Défis et enjeux pour l’avenir de l’accompagnement bénévole

Le succès du dispositif ne masque pas ses fragilités. Les réseaux font régulièrement appel à de nouveaux bénévoles : la moyenne d’âge des accompagnants dépasse les 65 ans, et la relève tarde à venir (Source : France Bénévolat 2023). Les distances augmentent à mesure que l’offre de soins se recentre sur quelques pôles hospitaliers.

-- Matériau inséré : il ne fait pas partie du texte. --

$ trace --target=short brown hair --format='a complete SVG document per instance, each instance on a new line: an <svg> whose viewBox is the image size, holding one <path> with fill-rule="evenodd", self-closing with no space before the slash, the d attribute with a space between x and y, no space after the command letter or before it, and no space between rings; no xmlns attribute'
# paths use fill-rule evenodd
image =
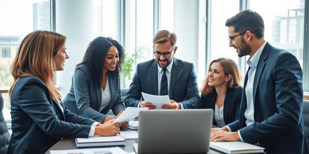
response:
<svg viewBox="0 0 309 154"><path fill-rule="evenodd" d="M256 12L246 10L239 12L235 16L228 19L225 26L233 26L234 32L243 33L249 30L253 32L257 38L264 37L264 21L262 16Z"/></svg>
<svg viewBox="0 0 309 154"><path fill-rule="evenodd" d="M238 66L235 62L231 59L223 58L219 58L213 60L209 64L208 72L210 69L210 66L213 63L218 62L220 64L220 65L223 68L224 74L226 75L232 75L232 78L226 82L227 87L230 89L241 87L243 78L240 74ZM203 85L201 92L204 95L206 95L212 92L214 87L208 85L208 74L206 75L206 79L203 81Z"/></svg>
<svg viewBox="0 0 309 154"><path fill-rule="evenodd" d="M177 41L177 36L174 33L171 33L168 30L162 30L155 34L152 39L152 43L154 46L154 44L164 43L168 41L171 41L172 47L174 47Z"/></svg>

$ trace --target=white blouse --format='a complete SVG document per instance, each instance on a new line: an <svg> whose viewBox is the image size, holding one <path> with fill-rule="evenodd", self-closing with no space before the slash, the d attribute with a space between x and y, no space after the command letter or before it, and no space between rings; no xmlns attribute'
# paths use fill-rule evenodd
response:
<svg viewBox="0 0 309 154"><path fill-rule="evenodd" d="M111 102L111 91L109 89L109 84L108 83L108 77L106 80L106 86L105 87L105 90L102 90L102 103L101 104L100 108L100 112L109 105Z"/></svg>
<svg viewBox="0 0 309 154"><path fill-rule="evenodd" d="M214 120L217 123L217 126L221 128L226 125L224 123L224 119L223 117L223 107L222 106L220 109L217 106L217 103L214 107Z"/></svg>

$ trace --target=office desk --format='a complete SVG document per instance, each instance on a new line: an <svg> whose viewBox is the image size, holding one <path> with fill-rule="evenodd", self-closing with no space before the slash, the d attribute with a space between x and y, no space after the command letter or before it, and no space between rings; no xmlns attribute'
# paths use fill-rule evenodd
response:
<svg viewBox="0 0 309 154"><path fill-rule="evenodd" d="M218 128L214 125L213 125L212 128ZM132 130L126 128L120 128L120 131L130 130ZM138 130L134 130L138 132ZM128 153L135 152L135 151L133 148L133 144L134 143L138 143L137 140L126 140L125 141L125 146L119 147ZM45 154L49 154L49 150L69 150L71 149L76 149L76 147L75 146L75 141L73 139L62 140L59 141L49 149L48 149L48 150L47 150L45 152ZM220 154L223 153L210 149L209 152L207 153L208 154Z"/></svg>

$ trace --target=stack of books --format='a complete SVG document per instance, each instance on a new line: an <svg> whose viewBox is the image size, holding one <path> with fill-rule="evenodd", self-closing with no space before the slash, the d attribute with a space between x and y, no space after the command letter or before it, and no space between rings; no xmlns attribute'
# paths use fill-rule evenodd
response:
<svg viewBox="0 0 309 154"><path fill-rule="evenodd" d="M124 146L125 141L119 135L97 136L88 138L75 138L75 144L77 148L119 147Z"/></svg>
<svg viewBox="0 0 309 154"><path fill-rule="evenodd" d="M126 127L133 130L138 129L138 121L130 121Z"/></svg>
<svg viewBox="0 0 309 154"><path fill-rule="evenodd" d="M265 148L243 142L210 142L210 147L228 154L263 153Z"/></svg>

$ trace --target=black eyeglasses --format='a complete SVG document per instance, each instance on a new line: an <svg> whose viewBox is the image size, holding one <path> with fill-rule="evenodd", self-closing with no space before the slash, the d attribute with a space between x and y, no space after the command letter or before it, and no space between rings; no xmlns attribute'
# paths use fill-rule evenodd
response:
<svg viewBox="0 0 309 154"><path fill-rule="evenodd" d="M250 31L250 32L251 32L251 33L252 33L254 34L254 33L253 33L253 32L252 32L251 31ZM242 35L243 34L244 34L246 32L247 32L247 31L246 31L244 32L243 33L241 33L240 34L237 34L237 35L235 35L235 36L231 36L231 37L229 37L229 38L228 38L229 39L229 41L230 41L230 42L231 42L232 43L234 43L234 40L233 39L234 38L236 37L236 36L237 36L240 35Z"/></svg>
<svg viewBox="0 0 309 154"><path fill-rule="evenodd" d="M165 57L168 57L171 56L171 54L172 52L173 52L173 50L174 50L174 48L173 48L172 49L172 51L171 51L170 52L164 52L164 53L161 53L161 52L155 52L154 51L154 55L158 56L160 57L161 56L161 55L163 55L163 56Z"/></svg>

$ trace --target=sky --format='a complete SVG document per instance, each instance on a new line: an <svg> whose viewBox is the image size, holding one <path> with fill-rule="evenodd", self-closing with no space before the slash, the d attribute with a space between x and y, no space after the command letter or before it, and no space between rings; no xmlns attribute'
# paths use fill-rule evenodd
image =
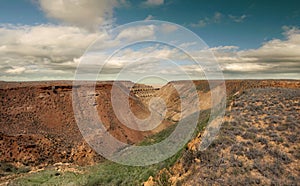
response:
<svg viewBox="0 0 300 186"><path fill-rule="evenodd" d="M0 80L300 79L299 27L296 0L1 1Z"/></svg>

  • Besoin de diversification des profils (actifs, jeunes retraités, étudiants)
  • Reconnaissance institutionnelle et soutien logistique
  • Renforcement de la coopération entre les structures : mutualisation, mise en commun des plannings et véhicules
  • Mise en visibilité du dispositif auprès des familles, des professionnels de santé et des élus locaux

Certains territoires expérimentent des « plateformes mobilités », associant transports solidaires, covoiturage, information sur les aides (par exemple en région Grand Est : voir grandest.fr). La Haute-Marne, forte de son expérience des solidarités rurales, développe aussi des partenariats avec les établissements de santé pour faciliter le passage de relais.

Perspectives et valeur humaine de l’accompagnement bénévole

Derrière la simplicité apparente de l’accompagnement bénévole, il y a la réalité concrète de la fraternité rurale : celle où l’entraide n’a pas disparu, mais prend de nouvelles formes. Loin du tumulte des villes, le bénévole haut-marnais demeure un « passeur » du quotidien, un chaînon d’équilibre pour les plus fragiles du territoire. Des projets naissent, modestes mais puissants, pour renouveler cette énergie solidaire. Chaque déplacement médical facilité est, à sa façon, une victoire sur l’isolement géographique et social – un fil tissé de confiance, de temps partagé et d’attention à l’autre.

Pour toute personne en Haute-Marne – que l’on soit habitant de longue date, nouvel arrivant ou simplement de passage – connaître et soutenir ces dispositifs, c’est prendre part aux beautés parfois cachées de notre département.